As part of the United States Education Amendments of 1972 Title IX was enacted under the Department of Education [DOE] with the  parameters so that “No person in the United States shall, on the basis of sex, be excluded from participation in, be denied the benefits of, or be subjected to discrimination under any education program or activity receiving Federal financial assistance.”

On April 4, 2011 the Office for Civil Rights under President Obama’s administration released “Dear Colleague Letter.” This memo from the DOE cemented the precedent that Title IX set, codified the protections of students from sexual harassment in all forms, free from discrimination and affirmly criminalized acts of sexual violence on campuses across the nation.

While DeVos said that “acts of sexual misconduct are reprehensible, disgusting, and unacceptable,” her insinuation that Title IX’s current structure disallows or prevents universities and colleges from adequately handling instances where Title IX cases apply has prompted multifarious reaction at Suffolk University.

Director of Title IX at Suffolk, Sheila Calkins, who previously served as Deputy Attorney General and as the Attorney General’s Chief of Staff, responded to DeVos’s recent comments and speculation that revision of the amendment could potentially come to fruition.

“The university is always going to want to make sure that they help students, and when a students has experienced something as as traumatic as a sexual assault or a domestic assault, the university is going to be there to assist that student in any way they can,” said Calkins in a recent interview with The Suffolk Journal.

Calkins assured that Suffolk will continue to provide resources to any students who may need them.

The Interfaith Center, directed by University Chaplain Amy Fischer, is one of two confidential offices at Suffolk. Fischer works closely with Counseling Health and Wellness, the other confidential office on campus to ensure both the privacy and well-being of students on campus. The Chaplain, in a recent interview with The Journal solidified the Interfaith Center’s place as a dependable outlet for students’ concerns.

“In my mind, whatever changes are made in the Title IX requirements, if any, my role of confidentiality and a place for students to receive pastoral counseling is still applicable,” said Fischer.

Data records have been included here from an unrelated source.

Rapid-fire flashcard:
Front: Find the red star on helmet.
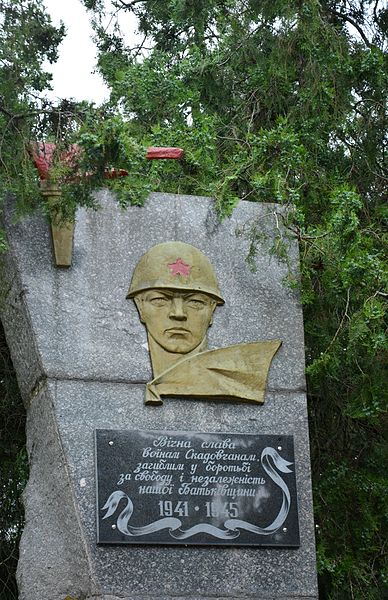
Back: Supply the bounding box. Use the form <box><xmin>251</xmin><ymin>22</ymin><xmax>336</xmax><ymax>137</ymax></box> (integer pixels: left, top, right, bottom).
<box><xmin>168</xmin><ymin>258</ymin><xmax>191</xmax><ymax>277</ymax></box>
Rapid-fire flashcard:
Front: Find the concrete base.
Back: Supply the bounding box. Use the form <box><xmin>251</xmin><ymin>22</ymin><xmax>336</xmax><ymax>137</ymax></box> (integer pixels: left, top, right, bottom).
<box><xmin>2</xmin><ymin>194</ymin><xmax>317</xmax><ymax>600</ymax></box>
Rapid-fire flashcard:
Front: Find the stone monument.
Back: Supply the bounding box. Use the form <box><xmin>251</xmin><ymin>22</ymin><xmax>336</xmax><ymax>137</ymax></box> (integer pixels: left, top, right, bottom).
<box><xmin>1</xmin><ymin>192</ymin><xmax>317</xmax><ymax>600</ymax></box>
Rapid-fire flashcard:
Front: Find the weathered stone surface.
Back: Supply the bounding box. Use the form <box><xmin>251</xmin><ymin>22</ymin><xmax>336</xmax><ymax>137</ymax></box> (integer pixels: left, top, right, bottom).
<box><xmin>1</xmin><ymin>193</ymin><xmax>317</xmax><ymax>600</ymax></box>
<box><xmin>1</xmin><ymin>194</ymin><xmax>305</xmax><ymax>398</ymax></box>
<box><xmin>18</xmin><ymin>384</ymin><xmax>95</xmax><ymax>600</ymax></box>
<box><xmin>54</xmin><ymin>382</ymin><xmax>315</xmax><ymax>599</ymax></box>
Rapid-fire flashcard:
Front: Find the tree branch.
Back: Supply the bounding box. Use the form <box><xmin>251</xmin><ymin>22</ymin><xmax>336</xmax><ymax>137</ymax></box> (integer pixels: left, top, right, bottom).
<box><xmin>328</xmin><ymin>8</ymin><xmax>374</xmax><ymax>48</ymax></box>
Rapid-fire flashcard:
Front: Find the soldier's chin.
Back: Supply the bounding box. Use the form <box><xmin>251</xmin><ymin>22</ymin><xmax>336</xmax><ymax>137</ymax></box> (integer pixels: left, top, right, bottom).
<box><xmin>165</xmin><ymin>341</ymin><xmax>197</xmax><ymax>354</ymax></box>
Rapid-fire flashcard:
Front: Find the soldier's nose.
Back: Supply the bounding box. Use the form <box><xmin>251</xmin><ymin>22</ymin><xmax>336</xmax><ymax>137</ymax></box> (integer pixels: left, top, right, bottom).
<box><xmin>169</xmin><ymin>298</ymin><xmax>187</xmax><ymax>321</ymax></box>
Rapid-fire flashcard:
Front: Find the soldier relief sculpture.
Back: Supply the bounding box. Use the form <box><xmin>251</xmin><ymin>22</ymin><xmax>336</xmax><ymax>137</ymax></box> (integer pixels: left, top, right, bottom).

The Center of Counseling Health and Wellness at Suffolk has stood as an office at the university, where it has provided both medical and psychological health treatment for students. Options for those who visit the Center are numerous, and for students, having these options allows choice. Dr. Jean Joyce-Brady, the Director of Counseling, Health and Wellness, said the focus of the Center’s staff is to direct students to the resources that conform best with each individual’s needs and comfortability.

In the event of a federal revamping of Title IX, Suffolk would be provoked to revisit the policies and procedures listed under this amendment. Calkins said students would still be provided all resources and assistance at the university, which includes interim-measures in order to ensure students can continue without hurting their education. These interim-measures include actions such as a no-contact order, housing reassignments, additional education assistance, and may also include making sure they have access to the counseling and medical attention they need.

Calkins outlined the various ways in which students can address issues of sexual misconduct, including the Suffolk website tools, the Title IX office email, or by direct contact with Calkins herself among other methods that are listed in Title IX Student Handbooks as well as online.

“Our goal is strickly to support students and provide advocacy and support for student-victim-survivors of sexual misconduct, but we also have another responsibility and that’s to make sure that other kinds of complaints are resolved fair and equitably and I think that’s one of the things that Betsy DeVos is concerned about,” said Dean of Students Dr. Ann Coyne in a recent interview with The Journal.

On the University’s Title IX page, Suffolk labeled sexual misconduct as “antithetical to the mission of University” and that it will be responded to with diligence. Acting President Marissa Kelly has not released a statement regarding Suffolk’s response to Devos’s comments.